(Reuters) – Hyatt Hotels Corp (H.N) set the size and price range of its planned initial public offering, suggesting the launch of the $931 million deal is imminent despite signs of feuding within the controlling Pritzker family. (peHUB note: Goldman Sachs and Madrone Capital Partners maintain stakes in the company.)
The Chicago-based hotel chain, which operates 413 properties worldwide under the “Hyatt” name, plans to sell 38 million shares for between $23 and $26 apiece and list them on the New York Stock Exchange under the symbol “H,” according to an updated prospectus filed on Monday with U.S. regulators.
All the shares in the offering are being sold by current shareholders of Hyatt, which was founded by Jay Pritzker in 1957. The Pritzker family still owns 85 percent of the shares.
While the filing did not specify a timing for the IPO’s pricing, new offerings are typically completed within two to three weeks of the setting of the size and price range. One of the underwriters said the exact date was still being determined.
The Pritzker family has been fighting over control of the chain and how to sell off the shares, so much so that the updated prospectus warned that the family battles “may result in significant distractions to our management, disrupt our business, have a negative effect on the trading price.”
The IPO’s underwriters, led by Goldman Sachs (GS.N), will have the option to buy another 5.7 million shares, the proceeds of which would go to Hyatt.

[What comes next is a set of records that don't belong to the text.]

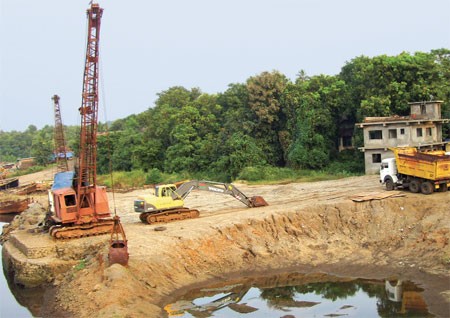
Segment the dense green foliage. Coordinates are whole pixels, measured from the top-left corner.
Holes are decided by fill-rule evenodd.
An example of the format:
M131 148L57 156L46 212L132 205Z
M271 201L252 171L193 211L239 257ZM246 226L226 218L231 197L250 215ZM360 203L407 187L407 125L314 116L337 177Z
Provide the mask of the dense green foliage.
M154 183L165 173L233 180L255 173L267 178L262 172L361 172L358 150L338 151L342 128L354 129L354 145L362 146L354 127L365 116L408 115L408 102L431 99L443 100L442 116L450 118L449 82L450 50L439 49L359 56L335 76L301 71L294 82L263 72L218 94L171 87L158 94L154 107L114 121L98 137L99 173L136 170ZM0 131L0 160L34 156L43 163L52 134L48 126ZM443 135L450 136L449 125ZM68 127L66 136L76 151L76 129Z

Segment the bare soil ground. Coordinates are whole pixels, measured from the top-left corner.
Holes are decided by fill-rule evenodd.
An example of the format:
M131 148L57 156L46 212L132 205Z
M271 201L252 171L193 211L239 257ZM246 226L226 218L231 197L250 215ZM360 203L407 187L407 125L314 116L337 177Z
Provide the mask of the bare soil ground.
M36 181L44 173L23 178ZM86 268L57 278L52 310L76 317L161 317L164 305L192 286L297 271L409 279L425 289L432 313L450 316L450 193L351 200L383 192L377 176L236 185L269 206L249 209L229 196L194 191L186 206L200 217L164 224L164 231L141 223L133 211L133 200L150 190L110 193L127 234L129 264L109 266L104 248ZM45 196L36 200L46 204Z

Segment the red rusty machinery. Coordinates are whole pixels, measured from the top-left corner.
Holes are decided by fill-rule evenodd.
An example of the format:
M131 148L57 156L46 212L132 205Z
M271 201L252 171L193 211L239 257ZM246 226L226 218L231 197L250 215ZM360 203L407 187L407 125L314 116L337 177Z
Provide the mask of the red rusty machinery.
M53 95L53 106L55 111L55 160L58 172L68 171L66 139L64 138L64 126L61 119L61 109L59 107L59 96Z
M79 108L80 148L75 171L55 175L48 222L49 232L55 238L68 239L114 233L117 227L124 234L118 217L111 216L106 188L97 185L99 42L102 13L103 9L98 4L91 3L87 10L86 61Z

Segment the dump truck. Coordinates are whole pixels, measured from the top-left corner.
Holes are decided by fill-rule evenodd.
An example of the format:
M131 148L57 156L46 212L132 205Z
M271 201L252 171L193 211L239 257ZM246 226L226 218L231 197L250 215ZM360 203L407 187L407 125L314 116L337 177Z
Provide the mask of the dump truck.
M397 187L413 193L445 192L450 186L450 155L443 150L419 151L414 147L389 148L394 158L383 159L380 183L388 191Z
M184 206L184 199L192 190L231 195L250 208L268 205L261 196L247 197L231 183L190 180L156 185L154 195L144 195L134 200L134 211L140 213L140 220L147 224L196 218L200 212Z

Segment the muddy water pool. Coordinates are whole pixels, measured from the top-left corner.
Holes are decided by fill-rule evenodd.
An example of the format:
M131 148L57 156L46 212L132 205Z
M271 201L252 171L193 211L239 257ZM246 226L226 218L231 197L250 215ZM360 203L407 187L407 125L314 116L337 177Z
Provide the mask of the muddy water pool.
M14 215L11 216L11 220ZM2 216L2 222L0 222L0 231L3 229L3 225L11 221L5 216ZM0 245L0 253L2 252L2 246ZM3 254L2 254L3 255ZM14 296L12 290L8 285L8 280L6 279L6 274L3 272L3 261L1 262L2 271L0 273L0 317L17 317L26 318L33 317L30 311L22 306Z
M410 281L290 273L188 291L169 317L434 317Z

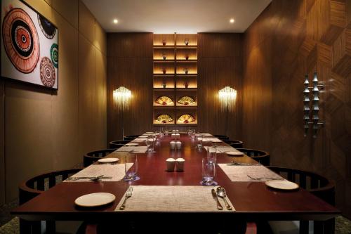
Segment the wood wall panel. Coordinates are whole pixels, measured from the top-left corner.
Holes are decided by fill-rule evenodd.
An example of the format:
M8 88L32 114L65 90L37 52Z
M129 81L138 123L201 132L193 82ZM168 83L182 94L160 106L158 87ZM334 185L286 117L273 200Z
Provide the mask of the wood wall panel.
M106 44L102 41L105 40L103 30L100 28L101 35L95 37L100 25L86 12L79 18L90 22L84 33L93 35L92 41L81 36L77 27L78 0L26 1L59 28L59 89L55 91L1 78L0 90L4 91L0 91L1 100L4 103L0 104L0 186L6 184L6 187L1 188L0 204L4 199L6 202L16 199L18 186L25 179L72 167L82 162L83 153L91 150L91 145L95 150L106 145L103 122L106 70L102 68L106 67L106 56L100 51L102 47L92 42L98 40L100 45ZM101 67L96 73L95 65ZM88 89L95 98L86 100L90 95L86 93ZM96 110L102 113L98 115ZM91 124L84 115L91 116ZM79 131L79 127L82 128L79 123L84 124L86 135Z
M152 34L107 34L107 141L122 138L122 113L114 105L113 91L132 91L124 112L124 135L152 129Z
M243 138L271 152L272 164L336 183L336 204L351 216L350 1L273 0L245 32ZM269 23L268 23L269 22ZM303 136L304 75L317 71L317 138ZM256 134L252 134L256 133ZM270 139L270 140L267 140Z
M230 115L232 138L241 127L242 35L198 34L199 131L225 134L225 112L217 93L225 86L238 91L237 110ZM119 86L132 91L133 103L124 115L125 135L155 129L152 126L152 34L107 34L107 140L121 138L121 112L113 106L112 91ZM158 129L158 128L157 128ZM187 127L178 127L186 131Z
M226 134L226 110L218 91L226 86L237 91L236 109L229 115L228 135L241 138L242 35L198 34L198 130Z

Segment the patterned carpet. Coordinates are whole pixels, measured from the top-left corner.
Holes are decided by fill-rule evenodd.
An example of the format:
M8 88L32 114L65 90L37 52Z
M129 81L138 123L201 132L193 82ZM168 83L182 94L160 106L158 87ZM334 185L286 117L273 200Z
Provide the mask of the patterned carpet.
M18 218L11 219L9 222L0 227L0 234L18 234L20 233L20 226ZM351 221L343 217L338 216L336 219L336 234L351 234Z

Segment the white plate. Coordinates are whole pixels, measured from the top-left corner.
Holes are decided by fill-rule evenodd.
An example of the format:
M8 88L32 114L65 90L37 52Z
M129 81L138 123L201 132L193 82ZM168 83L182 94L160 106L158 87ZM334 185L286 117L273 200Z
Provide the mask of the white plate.
M94 193L81 196L74 200L74 204L80 207L93 207L112 202L116 197L108 193Z
M265 184L268 187L284 190L290 190L298 188L298 184L288 181L272 180L265 181Z
M101 160L98 160L98 162L100 163L109 163L109 162L116 162L119 159L116 157L108 157L108 158L102 158Z
M126 143L126 146L137 146L137 145L139 145L138 143Z
M244 155L244 152L240 152L240 151L227 151L225 153L228 155L232 155L232 156L241 156Z

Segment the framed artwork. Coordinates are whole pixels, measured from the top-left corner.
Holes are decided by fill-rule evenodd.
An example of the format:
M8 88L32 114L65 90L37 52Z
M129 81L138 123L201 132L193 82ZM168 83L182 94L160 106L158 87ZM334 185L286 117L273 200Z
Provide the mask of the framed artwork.
M1 78L58 89L58 30L20 0L1 0Z

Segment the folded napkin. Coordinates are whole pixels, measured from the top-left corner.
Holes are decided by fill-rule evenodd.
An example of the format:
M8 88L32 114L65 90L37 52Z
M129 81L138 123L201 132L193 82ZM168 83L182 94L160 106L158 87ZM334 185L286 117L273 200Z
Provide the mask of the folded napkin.
M113 152L145 152L147 150L147 146L122 146L119 149L117 149Z
M218 164L220 169L233 182L237 181L265 181L274 178L283 178L279 175L272 171L265 166L240 166L227 164ZM254 180L253 178L261 178L260 180ZM267 177L267 178L265 178Z
M112 177L110 179L101 178L98 181L120 181L126 175L124 164L93 164L84 168L83 170L76 173L71 177L94 177L103 175L104 177ZM66 180L65 182L86 182L91 181L88 178L79 179L77 181Z
M223 207L217 209L217 204L212 197L211 189L207 186L133 186L132 196L127 200L126 209L119 207L124 200L122 197L116 212L233 212L235 209L227 197L227 201L233 207L225 209L222 198L218 200Z
M132 141L146 141L146 140L147 140L147 138L135 138Z
M206 151L213 152L215 152L216 148L213 146L204 146L205 150ZM239 152L238 150L231 147L231 146L218 146L217 147L217 152L222 153L222 152L229 152L229 151L235 151L235 152Z

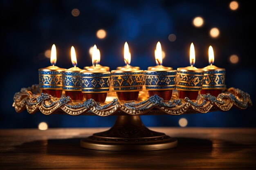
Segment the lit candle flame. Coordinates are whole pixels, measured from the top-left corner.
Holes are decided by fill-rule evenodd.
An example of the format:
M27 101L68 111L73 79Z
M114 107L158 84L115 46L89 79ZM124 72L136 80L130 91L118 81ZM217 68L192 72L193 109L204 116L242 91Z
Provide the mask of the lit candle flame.
M98 57L98 64L99 64L99 62L101 61L101 52L99 52L99 49L97 49L97 52L98 52L97 55Z
M71 61L73 66L76 67L77 66L77 61L76 61L76 51L75 48L73 46L71 47Z
M157 47L155 50L155 57L157 64L158 64L160 66L163 64L163 59L162 57L162 48L159 42L158 42L157 44Z
M94 66L94 68L96 66L96 64L98 64L98 62L99 62L99 53L98 52L97 46L96 45L94 45L94 46L93 46L93 49L92 49L92 65Z
M189 55L189 61L190 62L190 65L193 67L195 65L195 47L192 42L190 46L190 51Z
M54 44L52 47L51 51L51 64L54 66L56 64L57 61L57 53L56 52L56 46Z
M124 62L128 66L131 62L131 53L129 50L129 46L128 46L127 42L126 42L124 43Z
M209 47L208 55L209 56L209 64L213 65L214 63L214 53L213 53L213 49L211 46L210 46Z

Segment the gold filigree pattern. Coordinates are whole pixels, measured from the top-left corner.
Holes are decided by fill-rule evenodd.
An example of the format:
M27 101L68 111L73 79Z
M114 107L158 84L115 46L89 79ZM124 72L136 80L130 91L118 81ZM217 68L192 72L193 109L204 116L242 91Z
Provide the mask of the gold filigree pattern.
M16 112L20 113L26 108L30 114L40 111L45 115L179 115L227 111L234 107L245 109L252 105L248 93L233 88L220 94L217 98L209 95L204 95L196 101L191 101L186 97L184 99L177 99L175 92L173 96L174 99L164 102L156 96L144 101L125 102L114 99L111 102L100 104L92 99L83 102L72 102L69 97L53 98L43 93L39 95L38 88L38 86L34 86L31 88L23 88L20 92L16 93L13 106ZM147 94L142 93L145 95Z

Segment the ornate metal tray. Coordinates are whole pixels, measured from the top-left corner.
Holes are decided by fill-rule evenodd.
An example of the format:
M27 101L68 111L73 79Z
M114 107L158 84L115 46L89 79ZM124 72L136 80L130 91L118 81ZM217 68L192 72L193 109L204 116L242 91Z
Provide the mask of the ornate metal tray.
M26 109L30 114L40 111L46 115L120 116L109 130L93 134L81 142L81 146L87 148L116 151L158 150L177 145L175 138L148 129L138 116L205 113L227 111L232 107L245 109L252 105L248 93L234 88L227 89L217 97L210 94L199 95L195 101L187 97L178 99L175 91L173 99L167 102L157 95L148 97L146 89L140 92L137 101L122 102L116 99L115 92L110 91L103 103L93 99L73 102L69 97L57 98L40 94L38 85L35 85L16 93L13 106L17 113ZM133 116L125 116L128 115Z

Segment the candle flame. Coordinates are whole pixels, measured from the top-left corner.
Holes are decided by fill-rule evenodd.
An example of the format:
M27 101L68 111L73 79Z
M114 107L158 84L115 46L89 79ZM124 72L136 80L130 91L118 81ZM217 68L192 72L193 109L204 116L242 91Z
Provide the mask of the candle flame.
M124 62L127 65L130 64L131 62L131 53L129 50L129 46L127 42L124 43Z
M190 51L189 55L189 61L190 62L190 65L191 66L194 66L195 62L195 47L194 44L192 42L190 46Z
M76 51L75 48L73 46L71 47L71 61L73 66L76 67L77 66L77 61L76 61Z
M97 46L94 45L92 49L92 65L97 64L99 62L99 50L98 52Z
M99 52L99 49L97 49L97 52L98 53L97 55L98 57L98 64L99 64L99 62L101 61L101 52Z
M162 48L161 46L160 42L158 42L157 44L157 47L155 50L155 57L157 64L159 66L163 64L163 59L162 57Z
M54 65L56 64L57 61L57 53L56 52L56 46L54 44L52 47L52 51L51 51L51 64Z
M211 46L209 46L208 55L209 56L209 64L213 65L214 63L214 53L213 53L213 49Z

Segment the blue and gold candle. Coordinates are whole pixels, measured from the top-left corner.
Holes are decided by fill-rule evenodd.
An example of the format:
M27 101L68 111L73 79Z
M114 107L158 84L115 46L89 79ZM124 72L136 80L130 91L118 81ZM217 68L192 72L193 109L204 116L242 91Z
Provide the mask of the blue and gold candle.
M62 88L66 96L70 97L73 101L81 101L83 99L80 84L80 72L83 70L77 67L76 51L73 46L71 47L71 55L73 67L62 71Z
M93 99L96 102L103 102L109 92L110 72L96 68L98 54L97 47L94 45L92 60L95 68L90 71L81 71L81 89L86 100Z
M62 93L62 71L66 69L55 66L56 58L56 47L53 44L51 52L52 66L38 69L39 88L44 93L60 97Z
M145 71L146 88L148 91L149 97L157 95L164 100L169 100L175 88L177 71L172 70L171 67L168 69L161 67L162 50L159 42L157 44L155 56L158 68Z
M144 83L144 71L139 67L132 67L129 64L131 54L128 44L124 44L124 59L126 66L118 67L118 70L111 71L111 81L114 91L118 99L121 101L136 100Z
M225 85L225 68L220 68L213 65L214 54L211 46L208 51L209 65L201 68L204 71L203 87L201 91L202 94L210 93L217 97L226 87Z
M176 89L179 91L179 98L188 97L195 100L198 91L202 90L204 71L193 66L195 61L195 48L192 43L190 46L190 65L186 67L177 68Z

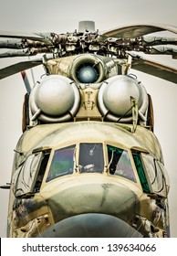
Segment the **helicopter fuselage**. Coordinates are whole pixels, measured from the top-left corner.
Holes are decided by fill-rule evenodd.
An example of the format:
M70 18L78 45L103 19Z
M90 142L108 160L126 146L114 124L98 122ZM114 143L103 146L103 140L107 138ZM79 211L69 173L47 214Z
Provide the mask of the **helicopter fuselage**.
M16 149L8 235L167 236L161 146L152 132L138 125L132 133L131 126L87 121L25 132Z

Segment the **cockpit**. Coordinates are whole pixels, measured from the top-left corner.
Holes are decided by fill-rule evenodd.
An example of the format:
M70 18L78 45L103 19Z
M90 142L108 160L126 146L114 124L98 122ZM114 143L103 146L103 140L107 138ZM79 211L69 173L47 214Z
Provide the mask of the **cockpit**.
M168 191L164 166L149 154L109 143L79 143L36 149L16 171L16 197L40 191L41 185L67 176L99 174L141 186L144 193ZM167 184L167 185L166 185Z

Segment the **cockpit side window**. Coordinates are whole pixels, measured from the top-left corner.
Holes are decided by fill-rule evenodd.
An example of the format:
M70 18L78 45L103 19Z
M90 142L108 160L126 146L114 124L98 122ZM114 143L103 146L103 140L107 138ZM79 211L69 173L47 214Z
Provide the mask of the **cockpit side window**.
M127 150L108 145L109 170L113 176L120 176L136 182L136 177Z
M138 176L142 187L142 190L144 193L151 193L150 187L148 184L148 180L146 178L145 173L144 173L144 168L142 165L142 162L141 159L141 154L139 153L132 153L135 166L137 168Z
M99 143L83 143L79 146L80 173L102 173L104 170L103 146Z
M35 176L38 167L41 154L30 155L24 165L16 170L15 176L15 195L20 197L33 192Z
M142 154L152 192L166 197L165 178L160 165L149 155Z
M54 178L73 174L76 145L57 149L54 152L47 182Z

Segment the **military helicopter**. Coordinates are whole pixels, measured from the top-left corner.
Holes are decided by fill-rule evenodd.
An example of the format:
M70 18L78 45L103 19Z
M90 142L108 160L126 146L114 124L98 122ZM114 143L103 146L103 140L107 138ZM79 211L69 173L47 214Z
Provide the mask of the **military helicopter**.
M0 79L21 72L26 88L12 179L1 186L10 188L8 237L170 236L152 101L130 73L177 82L177 69L138 54L177 59L176 38L147 36L164 30L177 34L154 24L99 33L93 21L66 34L0 33L10 48L0 58L40 55L0 69ZM41 64L32 88L24 70Z

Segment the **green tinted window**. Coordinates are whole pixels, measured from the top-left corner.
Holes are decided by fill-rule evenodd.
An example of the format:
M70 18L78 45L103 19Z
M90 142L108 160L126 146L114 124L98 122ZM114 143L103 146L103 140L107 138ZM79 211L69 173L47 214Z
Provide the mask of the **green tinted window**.
M110 175L120 176L136 182L136 177L127 150L108 145L109 170Z
M75 148L71 145L55 151L47 181L73 173Z
M80 144L78 166L80 173L102 173L104 170L102 144Z
M146 176L145 176L145 173L144 173L144 169L143 169L143 166L142 166L142 163L141 163L141 160L140 154L133 153L133 159L134 159L134 162L135 162L135 165L136 165L136 168L137 168L137 172L138 172L138 175L139 175L141 184L142 186L143 192L150 193L150 187L148 185L148 181L147 181L147 178L146 178Z

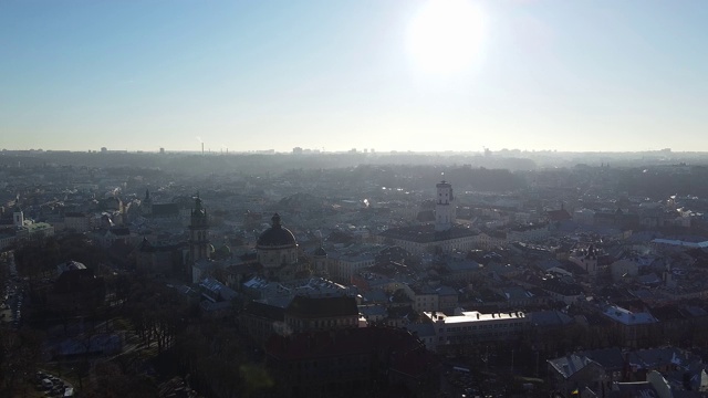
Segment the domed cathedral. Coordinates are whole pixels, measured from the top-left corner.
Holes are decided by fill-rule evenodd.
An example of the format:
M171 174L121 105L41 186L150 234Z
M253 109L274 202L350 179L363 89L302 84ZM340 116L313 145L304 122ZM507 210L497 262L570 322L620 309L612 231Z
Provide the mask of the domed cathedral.
M288 281L295 277L298 266L298 242L288 228L284 228L280 214L271 218L272 226L263 231L256 241L258 262L263 276Z
M192 263L209 260L209 252L214 251L209 244L209 217L201 206L199 193L195 198L189 222L189 261Z

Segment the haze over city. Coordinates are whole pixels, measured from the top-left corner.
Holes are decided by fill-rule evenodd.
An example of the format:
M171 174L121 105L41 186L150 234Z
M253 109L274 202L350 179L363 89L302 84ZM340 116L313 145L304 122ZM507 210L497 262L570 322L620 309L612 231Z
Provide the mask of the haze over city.
M0 3L0 148L708 150L702 1Z

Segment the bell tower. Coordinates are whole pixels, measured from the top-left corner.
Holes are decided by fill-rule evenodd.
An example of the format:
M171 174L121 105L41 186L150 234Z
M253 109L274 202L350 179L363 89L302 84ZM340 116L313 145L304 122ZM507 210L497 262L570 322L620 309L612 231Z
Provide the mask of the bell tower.
M452 186L442 180L438 182L437 197L435 198L435 230L437 232L447 231L455 222L455 197Z
M15 206L12 212L12 223L14 227L24 227L24 212L19 206Z
M199 193L195 198L195 207L191 209L189 222L189 260L192 262L208 259L209 247L209 218L207 210L201 207Z

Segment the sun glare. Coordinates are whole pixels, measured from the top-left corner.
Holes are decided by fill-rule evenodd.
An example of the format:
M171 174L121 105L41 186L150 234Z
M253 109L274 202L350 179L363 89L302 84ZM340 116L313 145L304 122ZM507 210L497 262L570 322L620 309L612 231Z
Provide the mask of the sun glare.
M428 0L408 27L408 53L426 73L462 72L479 55L483 22L470 0Z

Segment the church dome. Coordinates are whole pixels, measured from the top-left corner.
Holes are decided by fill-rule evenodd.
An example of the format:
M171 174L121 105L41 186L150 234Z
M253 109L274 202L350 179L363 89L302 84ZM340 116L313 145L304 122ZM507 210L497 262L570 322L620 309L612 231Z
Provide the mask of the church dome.
M263 231L258 237L258 241L256 241L258 248L294 247L298 244L292 232L280 224L280 216L278 213L273 214L271 220L273 221L272 227Z

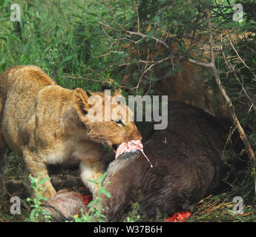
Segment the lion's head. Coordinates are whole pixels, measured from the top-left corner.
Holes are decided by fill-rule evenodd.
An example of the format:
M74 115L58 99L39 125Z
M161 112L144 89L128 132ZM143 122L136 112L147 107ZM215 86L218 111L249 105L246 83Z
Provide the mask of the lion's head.
M77 88L73 90L73 101L90 139L116 150L121 143L141 140L142 136L121 93L116 92L111 96L108 92Z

In the first six months of 2009, Hyatt’s revenue fell 18.5 percent to $1.6 billion, and saw a net loss of $36 million. For the year ended Dec. 31, 2008, Hyatt’s revenues came to $3.8 billion, with net income reaching $168 million.
Hyatt said its revenue per available room, a key measure of fiscal health, fell 24 percent in the first six months of 2009.
Publicly traded hoteliers like Marriott International (MAR.N) and Starwood Hotels & Resorts (HOT.N) have also reported declines in revPAR (revenue per available room) as the recession hurts travel demand, particularly for high-end and luxury hotels.
This top tier of hotels, which includes properties run by Hyatt, Marriott and Starwood, has been particularly hurt by the sharp slide of business travel. Marriott, which is the largest U.S. hotel by market capitalization, reported a nearly 17 percent drop in third-quarter revenue earlier this month.
Still investors have snatched up shares of hotel companies in the last eight months, emboldened by signs of an economic recovery. The Dow Jones U.S. Hotels index .DJUSLG has nearly tripled since early March.
This month, Hyatt launched a website to help customers book group meetings, which features the tagline “Great Happens when people get together.”